#348 Finish the slashdErrnote feature

Slash 2.3/2.4
open
Daemons (15)
7
2004-02-08
2004-02-08
Jamie McCarthy
No

I've committed code for a new table, slashd_errnotes, and a slashd
function which tasks can call to drop data into it.

The idea is that sometimes our tasks have a real problem that
admins need to correct, and admins never know about it unless we
scan slashd.log obsessively, which we don't. These problems must
be brought to our attention. In those situations, now, a task should
call slashdErrnote (probably in addition to slashdLog), which inserts
a row into the new table.

We now need three more things:

1. A task which runs every hour or something, which scans that
table for new errors, where "new" means "timestamp newer than
the contents of a var." Define the var, I don't care what you call it
but I suggest it starts with "slashd_". On each run, select NOW(),
then pull rows >= DATE_SUB($now, 'INTERVAL 1 HOUR'), then
write $now into the var.

I suggest the same admins who want adminmail should also get an
email containing the problems logged in the table.
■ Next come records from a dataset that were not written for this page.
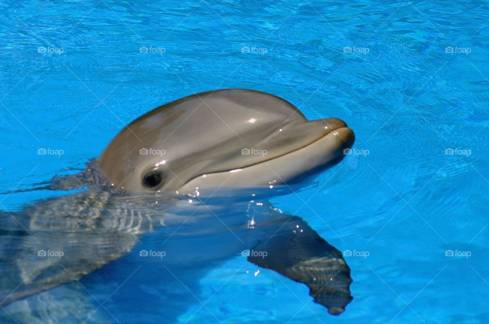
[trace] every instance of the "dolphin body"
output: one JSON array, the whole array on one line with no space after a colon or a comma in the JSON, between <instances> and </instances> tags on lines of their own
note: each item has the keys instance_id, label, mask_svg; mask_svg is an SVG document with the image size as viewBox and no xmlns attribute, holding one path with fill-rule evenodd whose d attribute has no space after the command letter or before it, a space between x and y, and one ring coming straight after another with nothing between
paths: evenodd
<instances>
[{"instance_id":1,"label":"dolphin body","mask_svg":"<svg viewBox=\"0 0 489 324\"><path fill-rule=\"evenodd\" d=\"M334 165L354 139L342 121L308 121L291 103L258 91L216 90L156 108L127 125L82 172L44 187L79 192L0 213L0 306L77 281L152 232L168 238L168 267L192 270L243 248L266 252L248 260L305 284L315 302L339 314L352 299L341 253L300 217L248 194L288 187ZM230 219L226 209L207 202L220 195L232 197L242 215ZM221 222L209 221L214 216ZM224 246L224 232L239 243ZM186 255L182 242L191 233L214 246L214 254Z\"/></svg>"}]
</instances>

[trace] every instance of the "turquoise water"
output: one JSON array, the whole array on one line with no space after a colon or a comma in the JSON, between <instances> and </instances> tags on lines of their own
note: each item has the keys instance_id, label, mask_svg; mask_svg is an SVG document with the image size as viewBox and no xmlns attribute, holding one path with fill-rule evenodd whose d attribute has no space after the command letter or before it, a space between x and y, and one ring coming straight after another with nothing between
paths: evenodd
<instances>
[{"instance_id":1,"label":"turquoise water","mask_svg":"<svg viewBox=\"0 0 489 324\"><path fill-rule=\"evenodd\" d=\"M309 119L340 118L364 150L272 199L339 250L368 254L345 257L354 299L339 316L271 271L250 276L257 267L245 265L233 275L246 264L237 255L198 278L196 298L178 282L154 291L155 276L140 275L142 301L128 288L116 292L107 306L114 317L101 307L90 320L486 322L486 3L22 0L0 8L2 210L62 194L7 194L83 167L153 108L216 88L261 90ZM85 304L96 308L94 299L128 278L131 257L82 280L94 296ZM152 313L130 307L158 294Z\"/></svg>"}]
</instances>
I would also suggest that this task pull out the data "GROUP BY
taskname," and for each taskname found, only send the info from
the most recent logged error in the email. If freshenup has an
error that occurs on every run, it will drop a LOT of entries in the
table and we don't need to see them all -- just the most recent,
and a line saying "there are 59 more of these in the last hour."

This task should also expire old rows, where a var defines "old,"
and I would suggest it defaults to 90 days or something.
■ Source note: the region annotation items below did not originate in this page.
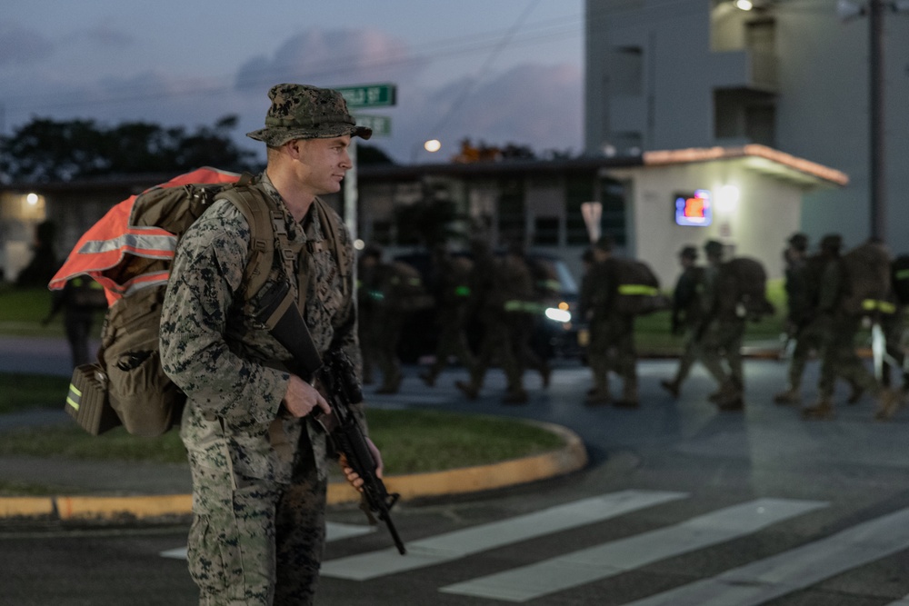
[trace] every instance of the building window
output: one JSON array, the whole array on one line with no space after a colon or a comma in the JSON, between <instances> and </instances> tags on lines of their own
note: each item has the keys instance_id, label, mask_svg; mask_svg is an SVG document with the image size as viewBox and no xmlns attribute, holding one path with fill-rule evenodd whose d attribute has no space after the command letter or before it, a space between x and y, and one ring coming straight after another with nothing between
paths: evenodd
<instances>
[{"instance_id":1,"label":"building window","mask_svg":"<svg viewBox=\"0 0 909 606\"><path fill-rule=\"evenodd\" d=\"M644 91L644 49L617 46L613 49L610 94L639 96Z\"/></svg>"}]
</instances>

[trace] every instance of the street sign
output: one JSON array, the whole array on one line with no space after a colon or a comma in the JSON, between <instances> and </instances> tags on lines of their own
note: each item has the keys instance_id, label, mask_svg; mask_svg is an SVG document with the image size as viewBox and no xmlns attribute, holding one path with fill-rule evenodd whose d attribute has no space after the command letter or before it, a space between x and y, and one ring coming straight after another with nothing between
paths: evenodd
<instances>
[{"instance_id":1,"label":"street sign","mask_svg":"<svg viewBox=\"0 0 909 606\"><path fill-rule=\"evenodd\" d=\"M373 129L373 136L391 134L392 119L387 115L372 115L369 114L355 114L357 126Z\"/></svg>"},{"instance_id":2,"label":"street sign","mask_svg":"<svg viewBox=\"0 0 909 606\"><path fill-rule=\"evenodd\" d=\"M345 98L348 108L387 107L396 102L397 87L395 84L365 84L335 90Z\"/></svg>"}]
</instances>

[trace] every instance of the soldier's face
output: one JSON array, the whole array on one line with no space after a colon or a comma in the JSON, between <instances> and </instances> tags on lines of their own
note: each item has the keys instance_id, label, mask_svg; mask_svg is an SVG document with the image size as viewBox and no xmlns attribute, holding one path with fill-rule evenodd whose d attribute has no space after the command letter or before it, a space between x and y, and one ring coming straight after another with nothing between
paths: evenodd
<instances>
[{"instance_id":1,"label":"soldier's face","mask_svg":"<svg viewBox=\"0 0 909 606\"><path fill-rule=\"evenodd\" d=\"M291 144L298 145L298 176L304 187L315 195L341 190L341 182L353 166L347 151L349 134L330 139L300 139Z\"/></svg>"}]
</instances>

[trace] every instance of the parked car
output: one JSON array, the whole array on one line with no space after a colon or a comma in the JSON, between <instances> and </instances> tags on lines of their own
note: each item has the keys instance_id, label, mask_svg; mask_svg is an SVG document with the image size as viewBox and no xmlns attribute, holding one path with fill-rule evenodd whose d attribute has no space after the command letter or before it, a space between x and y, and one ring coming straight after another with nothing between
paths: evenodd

2. Start using it! Look at every call of slashdLog() and return() in
our current tasks, and if they are for an error condition that
admins should know about, call slashdErrnote. I did the first one,
in counthits.pl.

The "moreinfo" field is for when the error condition can't be
reported in the 255 chars of "errnote" -- so things like Data::
Dumper debug output should go in there. I would suggest that that
field DOES go into email, but truncated to something reasonable
(10K?).

3. Last and least, an admin.pl interface, so errors can be looked at
in more detail. But this can wait.

Discussion

  • Jonathan Pater
    Jonathan Pater
    2004-04-27

    Logged In: YES
    user_id=24936

    Part 1 (and a little of part 2) is now done, but every task
    could use a thorough going-over.